The Land Cover and Land Use Change Observatory addresses major uncertainties in the extent, drivers, and consequences of deforestation and forest degradation in the Congo Basin, especially their feedbacks on climate and ecosystem services. Despite increasing attention to forest loss in the region, comprehensive, high-resolution monitoring of land use change remains limited. This lack of data constrains the ability to assess degradation accurately, predict long-term impacts on rainfall and carbon storage, and design effective land management policies.
Lead researchers and institutions
The Observatory is co-led by Dr Medard Obiang (University of Omar Bongo, Gabon) and Prof Suspense Ifo Averti (University of Marien Ngouabi, Republic of the Congo), supported by Prof Dominick Spracklen (University of Leeds, UK), an expert in land-atmosphere interactions and remote sensing of tropical forests.
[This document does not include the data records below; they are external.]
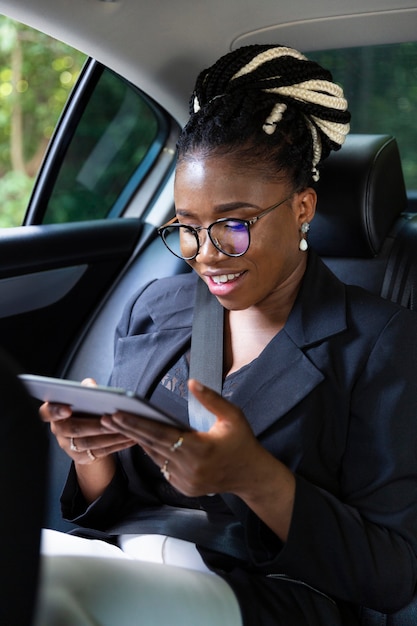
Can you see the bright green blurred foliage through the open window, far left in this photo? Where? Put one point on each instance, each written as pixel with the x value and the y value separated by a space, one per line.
pixel 36 77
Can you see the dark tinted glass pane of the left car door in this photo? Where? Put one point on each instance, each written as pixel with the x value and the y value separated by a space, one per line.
pixel 115 142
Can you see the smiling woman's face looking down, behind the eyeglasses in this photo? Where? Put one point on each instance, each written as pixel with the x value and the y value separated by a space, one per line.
pixel 210 188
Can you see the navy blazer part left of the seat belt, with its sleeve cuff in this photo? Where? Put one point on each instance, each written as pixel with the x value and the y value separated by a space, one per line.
pixel 155 322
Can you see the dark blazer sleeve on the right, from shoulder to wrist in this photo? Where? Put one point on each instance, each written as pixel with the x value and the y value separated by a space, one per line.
pixel 360 545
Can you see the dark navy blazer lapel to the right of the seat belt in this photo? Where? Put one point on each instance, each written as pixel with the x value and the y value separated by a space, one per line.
pixel 283 373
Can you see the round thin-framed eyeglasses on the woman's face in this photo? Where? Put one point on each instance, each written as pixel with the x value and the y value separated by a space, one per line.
pixel 229 236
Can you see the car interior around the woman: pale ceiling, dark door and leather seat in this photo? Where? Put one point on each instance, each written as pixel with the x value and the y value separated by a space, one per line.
pixel 89 237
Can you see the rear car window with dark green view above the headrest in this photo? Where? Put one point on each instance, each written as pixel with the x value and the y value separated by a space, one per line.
pixel 380 83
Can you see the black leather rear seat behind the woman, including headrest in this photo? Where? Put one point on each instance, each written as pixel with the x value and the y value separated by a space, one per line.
pixel 362 232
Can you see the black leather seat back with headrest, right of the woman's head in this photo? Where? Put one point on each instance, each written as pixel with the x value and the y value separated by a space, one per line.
pixel 360 229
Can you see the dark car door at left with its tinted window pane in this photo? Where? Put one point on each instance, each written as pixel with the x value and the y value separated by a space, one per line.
pixel 91 211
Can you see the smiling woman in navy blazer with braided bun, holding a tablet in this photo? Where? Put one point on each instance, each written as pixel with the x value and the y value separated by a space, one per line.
pixel 309 456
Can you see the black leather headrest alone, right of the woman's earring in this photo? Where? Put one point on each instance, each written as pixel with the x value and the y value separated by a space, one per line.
pixel 360 193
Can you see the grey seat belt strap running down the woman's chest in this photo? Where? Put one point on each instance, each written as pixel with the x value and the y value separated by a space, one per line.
pixel 206 358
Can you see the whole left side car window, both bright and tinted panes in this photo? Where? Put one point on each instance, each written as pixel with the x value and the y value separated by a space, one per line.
pixel 85 135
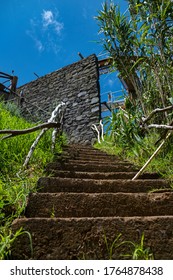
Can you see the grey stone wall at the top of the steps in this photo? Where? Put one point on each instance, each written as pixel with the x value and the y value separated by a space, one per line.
pixel 78 86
The Observatory will also support two PhD students at Omar Bongo University, one PhD student at Marien Ngouabi University, and one PhD at Leeds University. To read more about each of the scholarship research projects in the Land Cover Observatory, click here.
Research objectives
The Observatory will exploit new developments in satellite remote sensing to make a comprehensive assessment of forest degradation in the Congo Basin and assess how land management policies reduce rates of degradation and deforestation, whilst also collecting new field data to improve existing models based on satellite data. The Observatory will also investigate the impact of non-logging activities, including charcoal production and mining, for a more complete monitoring of forest degradation. Using satellite data, climate reanalysis products and local weather station data, the Observatory will produce the first detailed assessment of how deforestation and degradation is altering evapotranspiration and rainfall recycling, and quantify the impacts on agriculture in the region.
The key outputs are:
- A map for forest degradation (not deforestation which is successfully monitored by Global Forest Watch) across the Congo Basin including how it has evolved over the past decade.
- An assessment of which land management policies reduce rates of deforestation and forest degradation.
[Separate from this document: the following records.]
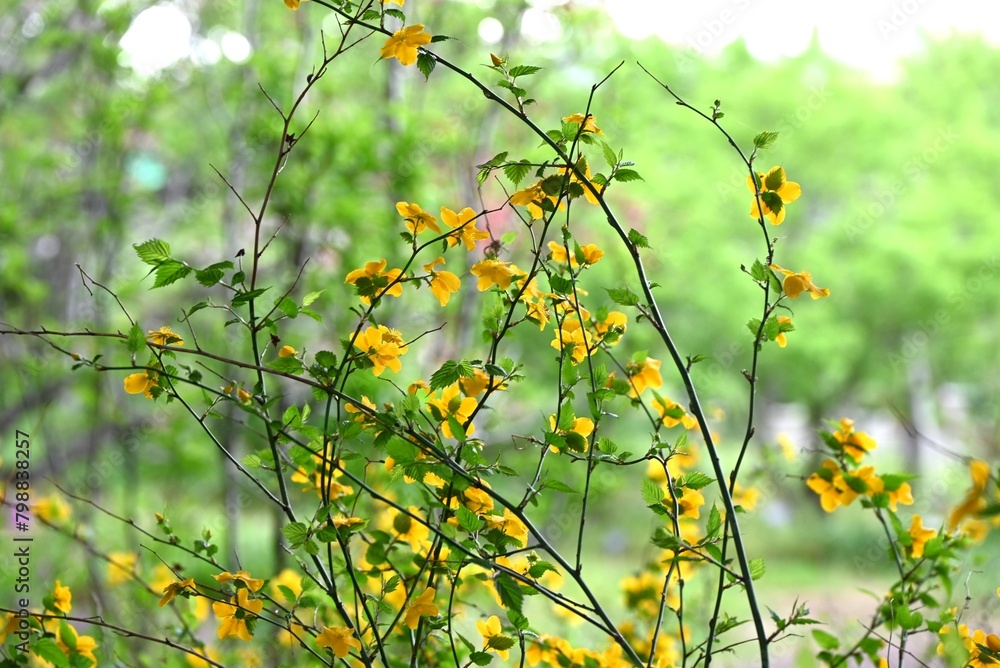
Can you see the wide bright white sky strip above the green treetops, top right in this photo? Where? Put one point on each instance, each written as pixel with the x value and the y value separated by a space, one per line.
pixel 869 34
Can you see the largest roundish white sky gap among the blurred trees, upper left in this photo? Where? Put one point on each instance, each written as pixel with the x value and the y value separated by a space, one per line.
pixel 158 37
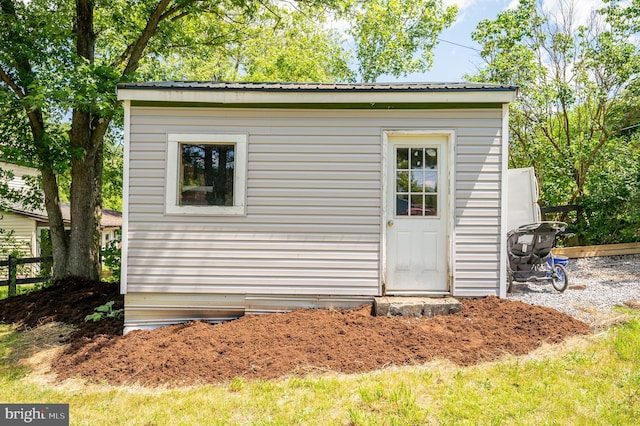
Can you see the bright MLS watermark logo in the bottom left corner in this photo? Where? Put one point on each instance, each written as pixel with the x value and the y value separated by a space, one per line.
pixel 34 414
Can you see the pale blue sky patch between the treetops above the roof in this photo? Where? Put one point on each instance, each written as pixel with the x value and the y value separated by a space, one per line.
pixel 453 61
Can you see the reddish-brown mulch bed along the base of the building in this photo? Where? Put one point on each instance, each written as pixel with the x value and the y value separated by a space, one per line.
pixel 274 345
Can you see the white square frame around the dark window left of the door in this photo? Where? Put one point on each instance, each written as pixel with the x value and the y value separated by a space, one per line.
pixel 172 187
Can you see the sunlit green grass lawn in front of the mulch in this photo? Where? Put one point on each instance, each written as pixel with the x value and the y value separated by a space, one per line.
pixel 585 381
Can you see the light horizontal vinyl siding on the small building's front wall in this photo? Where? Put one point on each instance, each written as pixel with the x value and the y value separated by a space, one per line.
pixel 313 214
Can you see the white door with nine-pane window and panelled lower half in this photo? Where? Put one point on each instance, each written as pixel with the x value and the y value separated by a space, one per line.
pixel 417 214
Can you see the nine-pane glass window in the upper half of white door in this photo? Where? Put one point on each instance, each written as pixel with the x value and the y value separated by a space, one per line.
pixel 416 181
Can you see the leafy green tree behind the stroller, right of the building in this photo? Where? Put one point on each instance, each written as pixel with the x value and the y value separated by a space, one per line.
pixel 574 77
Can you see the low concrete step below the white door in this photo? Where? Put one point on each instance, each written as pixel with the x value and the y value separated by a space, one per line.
pixel 415 306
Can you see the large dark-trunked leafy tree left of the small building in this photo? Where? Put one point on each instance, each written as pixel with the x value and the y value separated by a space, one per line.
pixel 60 62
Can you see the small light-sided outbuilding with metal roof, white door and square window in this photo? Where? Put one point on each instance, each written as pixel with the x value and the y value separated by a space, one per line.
pixel 262 197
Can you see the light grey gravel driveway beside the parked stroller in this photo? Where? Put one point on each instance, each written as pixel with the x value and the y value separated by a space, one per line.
pixel 596 285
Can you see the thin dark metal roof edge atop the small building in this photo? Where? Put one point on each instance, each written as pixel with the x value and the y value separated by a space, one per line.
pixel 317 87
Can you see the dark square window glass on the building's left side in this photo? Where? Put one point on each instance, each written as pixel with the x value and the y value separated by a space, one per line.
pixel 206 174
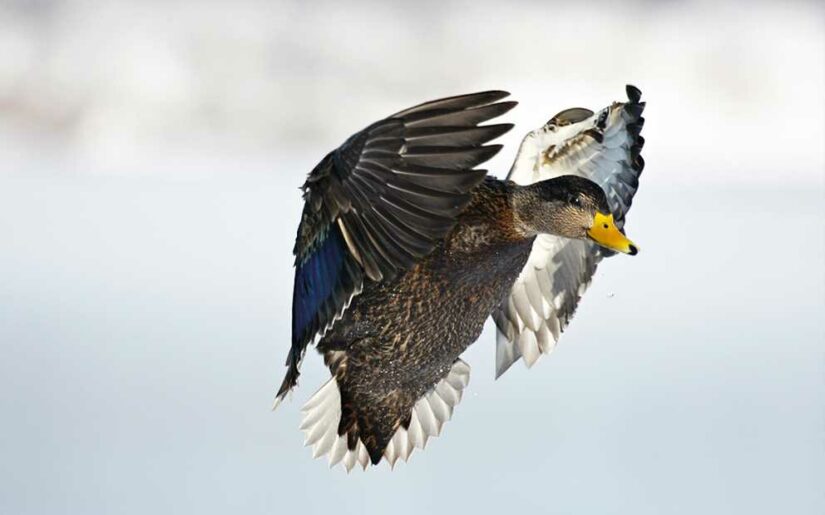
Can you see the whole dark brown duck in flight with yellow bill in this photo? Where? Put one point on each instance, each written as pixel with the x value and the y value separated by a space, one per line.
pixel 405 248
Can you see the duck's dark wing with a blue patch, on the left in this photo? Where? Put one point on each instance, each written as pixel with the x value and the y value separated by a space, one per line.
pixel 381 201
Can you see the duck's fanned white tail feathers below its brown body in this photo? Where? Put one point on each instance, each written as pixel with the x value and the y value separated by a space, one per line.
pixel 322 415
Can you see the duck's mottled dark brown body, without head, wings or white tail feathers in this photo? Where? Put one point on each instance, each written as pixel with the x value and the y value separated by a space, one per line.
pixel 400 337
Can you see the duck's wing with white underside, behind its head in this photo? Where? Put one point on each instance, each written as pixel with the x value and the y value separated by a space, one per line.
pixel 603 147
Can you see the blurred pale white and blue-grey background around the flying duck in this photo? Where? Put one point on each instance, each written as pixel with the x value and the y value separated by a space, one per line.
pixel 150 155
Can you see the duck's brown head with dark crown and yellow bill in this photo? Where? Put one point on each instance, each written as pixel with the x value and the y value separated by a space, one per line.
pixel 572 207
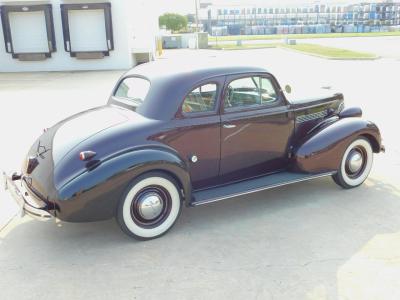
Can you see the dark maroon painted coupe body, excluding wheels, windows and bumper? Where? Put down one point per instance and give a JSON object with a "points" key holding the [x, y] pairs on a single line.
{"points": [[303, 138]]}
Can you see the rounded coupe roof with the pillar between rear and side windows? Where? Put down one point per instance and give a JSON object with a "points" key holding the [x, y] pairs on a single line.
{"points": [[171, 81]]}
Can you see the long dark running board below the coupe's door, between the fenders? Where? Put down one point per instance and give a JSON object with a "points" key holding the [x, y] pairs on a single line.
{"points": [[251, 186]]}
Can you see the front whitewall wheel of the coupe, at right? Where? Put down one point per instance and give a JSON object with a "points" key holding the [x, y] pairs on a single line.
{"points": [[355, 165]]}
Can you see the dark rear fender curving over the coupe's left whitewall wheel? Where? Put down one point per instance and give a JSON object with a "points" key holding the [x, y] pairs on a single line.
{"points": [[94, 194]]}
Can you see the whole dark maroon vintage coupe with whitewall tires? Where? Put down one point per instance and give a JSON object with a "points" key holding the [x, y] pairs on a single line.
{"points": [[172, 137]]}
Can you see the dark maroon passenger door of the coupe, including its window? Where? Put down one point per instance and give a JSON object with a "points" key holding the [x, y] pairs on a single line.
{"points": [[256, 125]]}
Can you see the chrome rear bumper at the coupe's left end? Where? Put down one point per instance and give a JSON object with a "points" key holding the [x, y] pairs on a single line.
{"points": [[28, 204]]}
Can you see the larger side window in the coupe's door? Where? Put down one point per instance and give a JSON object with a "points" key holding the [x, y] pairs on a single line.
{"points": [[248, 92]]}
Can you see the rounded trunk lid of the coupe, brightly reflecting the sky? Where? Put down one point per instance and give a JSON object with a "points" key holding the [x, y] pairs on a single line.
{"points": [[56, 142]]}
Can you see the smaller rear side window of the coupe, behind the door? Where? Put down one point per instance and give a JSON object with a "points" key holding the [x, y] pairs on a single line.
{"points": [[201, 99]]}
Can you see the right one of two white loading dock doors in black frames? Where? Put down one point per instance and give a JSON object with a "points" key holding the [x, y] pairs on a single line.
{"points": [[87, 30]]}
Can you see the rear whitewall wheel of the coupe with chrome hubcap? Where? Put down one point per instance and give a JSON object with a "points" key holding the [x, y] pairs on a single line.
{"points": [[150, 206]]}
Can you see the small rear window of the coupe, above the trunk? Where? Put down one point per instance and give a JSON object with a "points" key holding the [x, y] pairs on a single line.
{"points": [[132, 90]]}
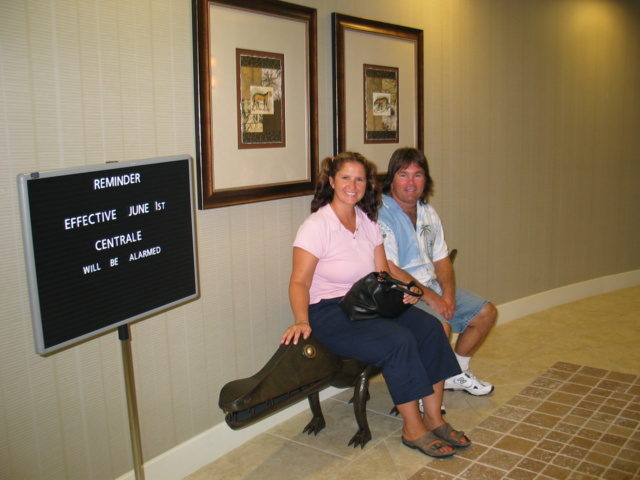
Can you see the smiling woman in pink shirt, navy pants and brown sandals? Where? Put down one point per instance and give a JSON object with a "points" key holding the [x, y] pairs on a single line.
{"points": [[339, 243]]}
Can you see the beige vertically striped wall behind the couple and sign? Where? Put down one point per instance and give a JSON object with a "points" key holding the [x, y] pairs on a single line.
{"points": [[532, 121]]}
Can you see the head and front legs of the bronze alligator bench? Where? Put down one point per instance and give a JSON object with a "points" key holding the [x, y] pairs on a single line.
{"points": [[293, 373]]}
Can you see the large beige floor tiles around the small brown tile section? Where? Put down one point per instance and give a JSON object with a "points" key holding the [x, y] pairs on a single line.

- An assessment and map of how much rainfall is being reduced by deforestation and forest degradation in the Congo basin, and the prospects of breaching a tipping point threshold whereby forest cannot persist.
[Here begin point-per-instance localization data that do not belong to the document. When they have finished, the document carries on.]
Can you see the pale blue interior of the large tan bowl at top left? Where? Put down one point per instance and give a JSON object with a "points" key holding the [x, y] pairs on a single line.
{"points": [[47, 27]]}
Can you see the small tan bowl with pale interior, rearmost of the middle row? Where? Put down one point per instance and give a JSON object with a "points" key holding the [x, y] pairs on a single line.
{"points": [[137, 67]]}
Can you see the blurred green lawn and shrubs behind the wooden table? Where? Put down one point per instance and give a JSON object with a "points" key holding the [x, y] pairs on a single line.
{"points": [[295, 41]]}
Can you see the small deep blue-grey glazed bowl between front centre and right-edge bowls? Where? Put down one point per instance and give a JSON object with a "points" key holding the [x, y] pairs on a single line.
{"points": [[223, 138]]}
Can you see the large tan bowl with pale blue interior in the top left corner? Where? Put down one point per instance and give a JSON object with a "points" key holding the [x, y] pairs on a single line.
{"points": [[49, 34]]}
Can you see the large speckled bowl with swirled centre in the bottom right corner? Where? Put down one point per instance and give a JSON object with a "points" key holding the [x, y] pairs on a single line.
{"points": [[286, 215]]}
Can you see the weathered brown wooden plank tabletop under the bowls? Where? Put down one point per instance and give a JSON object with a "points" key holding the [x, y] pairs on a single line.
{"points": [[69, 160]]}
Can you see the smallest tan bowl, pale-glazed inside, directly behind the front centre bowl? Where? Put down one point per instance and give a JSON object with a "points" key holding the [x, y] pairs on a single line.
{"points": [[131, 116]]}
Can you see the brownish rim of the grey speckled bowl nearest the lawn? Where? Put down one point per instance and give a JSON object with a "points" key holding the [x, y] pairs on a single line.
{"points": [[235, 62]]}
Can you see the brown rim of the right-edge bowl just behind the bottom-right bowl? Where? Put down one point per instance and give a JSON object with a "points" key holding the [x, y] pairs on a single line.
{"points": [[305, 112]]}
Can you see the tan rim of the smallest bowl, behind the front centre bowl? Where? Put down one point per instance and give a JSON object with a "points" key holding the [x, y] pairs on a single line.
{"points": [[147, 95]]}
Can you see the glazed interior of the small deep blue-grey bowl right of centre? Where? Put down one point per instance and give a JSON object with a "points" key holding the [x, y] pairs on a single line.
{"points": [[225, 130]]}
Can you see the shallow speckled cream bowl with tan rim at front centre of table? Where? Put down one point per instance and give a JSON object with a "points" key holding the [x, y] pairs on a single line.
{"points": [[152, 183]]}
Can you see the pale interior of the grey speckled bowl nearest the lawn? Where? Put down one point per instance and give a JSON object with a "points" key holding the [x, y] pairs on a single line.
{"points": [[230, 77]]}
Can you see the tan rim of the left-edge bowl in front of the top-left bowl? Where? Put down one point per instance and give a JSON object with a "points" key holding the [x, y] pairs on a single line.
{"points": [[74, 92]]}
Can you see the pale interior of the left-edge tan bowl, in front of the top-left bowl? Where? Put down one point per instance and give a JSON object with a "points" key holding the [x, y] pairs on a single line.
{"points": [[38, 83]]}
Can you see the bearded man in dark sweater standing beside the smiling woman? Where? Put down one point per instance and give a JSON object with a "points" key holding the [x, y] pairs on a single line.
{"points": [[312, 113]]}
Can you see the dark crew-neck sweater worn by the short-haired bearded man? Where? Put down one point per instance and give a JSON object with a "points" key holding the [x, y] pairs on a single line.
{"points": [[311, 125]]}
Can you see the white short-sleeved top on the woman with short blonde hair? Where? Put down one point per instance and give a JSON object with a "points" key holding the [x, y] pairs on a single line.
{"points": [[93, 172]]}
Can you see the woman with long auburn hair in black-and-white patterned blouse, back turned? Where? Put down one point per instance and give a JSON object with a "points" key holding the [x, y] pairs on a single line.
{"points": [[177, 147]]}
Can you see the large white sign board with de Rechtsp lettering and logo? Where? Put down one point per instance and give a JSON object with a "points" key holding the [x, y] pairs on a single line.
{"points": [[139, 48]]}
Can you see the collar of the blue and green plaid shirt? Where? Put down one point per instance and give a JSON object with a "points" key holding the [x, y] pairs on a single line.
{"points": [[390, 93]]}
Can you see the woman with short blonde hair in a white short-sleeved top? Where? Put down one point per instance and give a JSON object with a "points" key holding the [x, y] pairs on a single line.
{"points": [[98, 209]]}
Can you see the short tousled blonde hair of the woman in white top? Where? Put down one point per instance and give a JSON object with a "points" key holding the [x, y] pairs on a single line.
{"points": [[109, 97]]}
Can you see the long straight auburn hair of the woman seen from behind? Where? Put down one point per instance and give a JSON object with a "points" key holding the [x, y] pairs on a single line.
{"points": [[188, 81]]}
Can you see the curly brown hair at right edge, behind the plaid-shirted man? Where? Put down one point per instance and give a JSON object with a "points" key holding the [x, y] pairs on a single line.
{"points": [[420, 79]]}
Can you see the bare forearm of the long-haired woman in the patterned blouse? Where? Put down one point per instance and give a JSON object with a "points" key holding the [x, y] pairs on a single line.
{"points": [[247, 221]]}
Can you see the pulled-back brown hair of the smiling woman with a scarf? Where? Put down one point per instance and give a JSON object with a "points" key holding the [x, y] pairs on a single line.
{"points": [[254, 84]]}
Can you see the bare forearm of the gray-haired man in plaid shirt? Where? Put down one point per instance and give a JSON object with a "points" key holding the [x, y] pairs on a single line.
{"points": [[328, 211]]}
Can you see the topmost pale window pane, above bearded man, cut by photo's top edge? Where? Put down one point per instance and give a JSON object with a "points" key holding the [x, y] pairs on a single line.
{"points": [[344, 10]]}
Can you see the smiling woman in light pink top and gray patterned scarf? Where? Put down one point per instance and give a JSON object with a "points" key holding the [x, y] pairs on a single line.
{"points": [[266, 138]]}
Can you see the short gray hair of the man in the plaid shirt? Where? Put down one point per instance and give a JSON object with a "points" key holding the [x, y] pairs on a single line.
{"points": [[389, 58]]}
Links to other observatories
Collaboration with the Vegetation Observatory will provide a large volume of data on forest structure in selectively logged forest, which will be used to capture how extensive forest degradation is across the Congo basin. Coordination with the Biodiversity Observatory will enable them to scale assessments of mammal diversity and abundance by land cover type to the region. The Land Cover Observatory will also work closely with the Climate Observatory in the assessment of the impact of forest change for rainfall cycling, and with the Socio-Ecology Observatory to provide remotely sensed data to local communities to assist them in the management of their territories.